The First Multimodal Dedicated Slow-Thinking Framework! Outperforms GPT-o1 by Nearly 7 Percentage Points, Reinforcement Learning Teaches VLM to "Think Twice"

The MLNLP community is a well-known machine learning and natural language processing community at home and abroad, reaching NLP graduate students, university professors, and corporate researchers. The community's vision is to promote exchange and progress among the academic community, industry, and enthusiasts of natural language processing and machine learning, especially for beginners.

Source | QbitAI

Author｜VL-Rethinker Team

In the field of text reasoning, "slow-thinking" models represented by GPT-o1 and DeepSeek-R1 have shown significant advantages over "fast-thinking" models (such as GPT-4o) in mathematics and science tasks, thanks to their explicit self-reflection mechanisms.

However, when the battleground shifts to multimodal reasoning scenarios, these "masters of thought" perform indifferently: GPT-o's performance on multimodal reasoning benchmarks such as MathVista and MathVerse is on par with fast-thinking models, and even surpassed by Qwen2.5-VL-72B.

Why is it that the slow-thinking ability, so effective in text reasoning, is difficult to apply in multimodal scenarios?

A research team from HKUST, University of Waterloo, INF.AI, and Vector Institute delved into this problem, revealing two core obstacles in building slow-thinking capabilities for Visual Language Models (VLMs): "Vanishing Advantages" and "Rethinking Inertia," and proposed an innovative solution—VL-Rethinker.

This model successfully activates VLM's deep reasoning and self-calibration capabilities through two key technologies: "Selective Sample Replay" and "Forced Rethinking."

1 Dual Challenges in Multimodal Reasoning: Vanishing Advantages and Rethinking Inertia

The research team found that when training large-scale visual language models like Qwen2.5-VL-72B, the classical GRPO faces two core challenges when used for reinforcement training of multimodal models:

1.1 Vanishing Advantages in GRPO

In the GRPO algorithm, the advantage signal is calculated by comparing the rewards of different candidate responses within the same query group. When all answers within the same question group receive the same reward (e.g., all correct or all incorrect), the calculated advantage signal becomes zero. The research team found that during the GRPO training of multimodal models, as training progresses, the proportion of samples with zero advantage signals significantly increases. This phenomenon is defined as "Vanishing Advantages."

Compared to pure text reasoning, which uses more high-quality reasoning data, Vanishing Advantages is particularly prominent when strong multimodal models are trained with reinforcement learning.

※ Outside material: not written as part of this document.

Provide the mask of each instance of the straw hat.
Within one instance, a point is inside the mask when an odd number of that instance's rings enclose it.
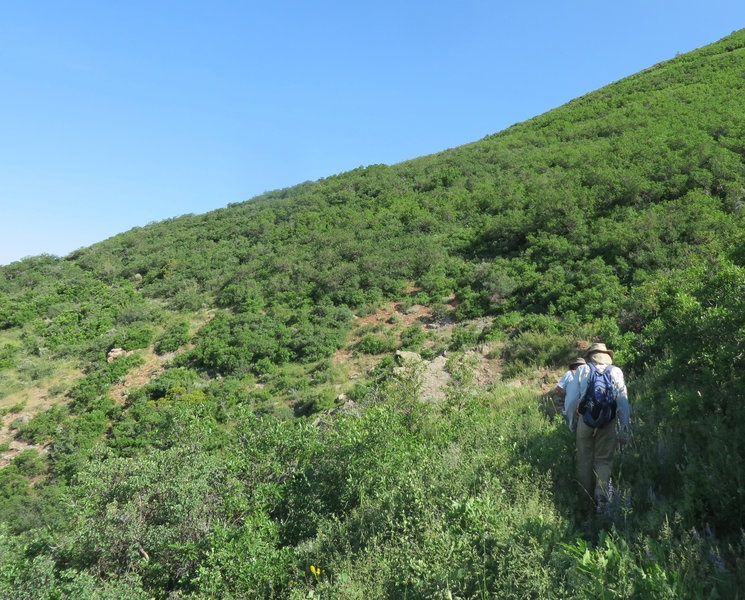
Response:
[[[585,362],[585,359],[582,358],[581,356],[578,356],[577,358],[574,358],[569,362],[569,368],[574,369],[576,367],[579,367],[580,365],[586,365],[586,364],[587,363]]]
[[[600,364],[610,365],[613,364],[613,350],[608,350],[608,348],[605,347],[605,344],[598,342],[587,349],[587,352],[585,352],[585,359]]]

For example, when training the Qwen2.5-VL-72B model (as shown in the figure), the proportion of effective queries with non-zero advantage signals was about 40% in the initial stage, but after only about 256 gradient update steps (16x16 steps), this proportion rapidly dropped to below 20%.

This significant Vanishing Advantages stems from two reasons: the current open-source multimodal datasets are still inferior in quality and quantity compared to pure text reasoning data; at the same time, the limitations in data quality and difficulty lead to a faster saturation and premature convergence for models with higher capabilities.

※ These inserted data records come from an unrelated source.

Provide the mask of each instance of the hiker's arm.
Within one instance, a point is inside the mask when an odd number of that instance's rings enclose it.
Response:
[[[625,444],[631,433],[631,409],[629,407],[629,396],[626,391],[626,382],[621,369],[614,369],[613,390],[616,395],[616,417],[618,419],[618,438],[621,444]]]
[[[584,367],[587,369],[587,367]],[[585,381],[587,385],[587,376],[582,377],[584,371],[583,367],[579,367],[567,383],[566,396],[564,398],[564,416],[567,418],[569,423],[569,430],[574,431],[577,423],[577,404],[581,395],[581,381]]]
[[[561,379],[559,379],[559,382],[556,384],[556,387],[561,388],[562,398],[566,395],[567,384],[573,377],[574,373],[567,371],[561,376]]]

Vanishing Advantages also brings dual negative impacts: a sharp decrease in effective samples leads to increased gradient variance, disrupting training stability; and the model is confined to shallow reasoning paths, thus inhibiting the exploration of complex reasoning strategies.

1.2 Rethinking Inertia of Multimodal Models

Unlike pure text models that spontaneously generate long reasoning chains after reinforcement training, existing VLM base models are limited by the perception-driven nature of visual modalities and the scarcity of reflection patterns in pre-training corpora. They tend to perform "fast thinking" (direct mapping of perceptual input to language output), lacking the ability to actively review and correct their reasoning process.

This "rethinking inertia" makes it difficult for standard reinforcement training to activate VLM's slow-thinking potential, becoming the second major bottleneck in advancing multimodal reasoning capabilities.

2 VL-Rethinker: Dual Engines Unlocking Multimodal Slow-Thinking Capabilities

To address the challenge of scarce high-quality open-source data, the research team curated the ViRL39K reinforcement training dataset.

The dataset selects existing multimodal reasoning data and new reasoning data, which are then cleaned, validated, and rewritten to obtain 38,870 high-quality multimodal reasoning questions.

This 39K dataset covers eight major themes, including logical reasoning, chart reasoning, spatial reasoning, and scientific Q&A.

It also includes fine-grained model capability labels and provides a uniform difficulty distribution for models of different capability levels.

Based on the ViRL39K training data, the research team developed VL-Rethinker—the first slow-thinking reinforcement framework specifically designed for multimodal scenarios, whose core consists of two innovative technologies:

2.1 Selective Sample Replay (SSR)

To address Vanishing Advantages, the research team proposed Selective Sample Replay (SSR) to dynamically focus on high-value training samples.

SSR introduces an experience replay mechanism that dynamically stores non-zero advantage training samples and designs a value-sensitive replay strategy: prioritizing the reuse of "key samples" with larger absolute advantage values (e.g., correct solutions to difficult problems, incorrect solutions to easy problems).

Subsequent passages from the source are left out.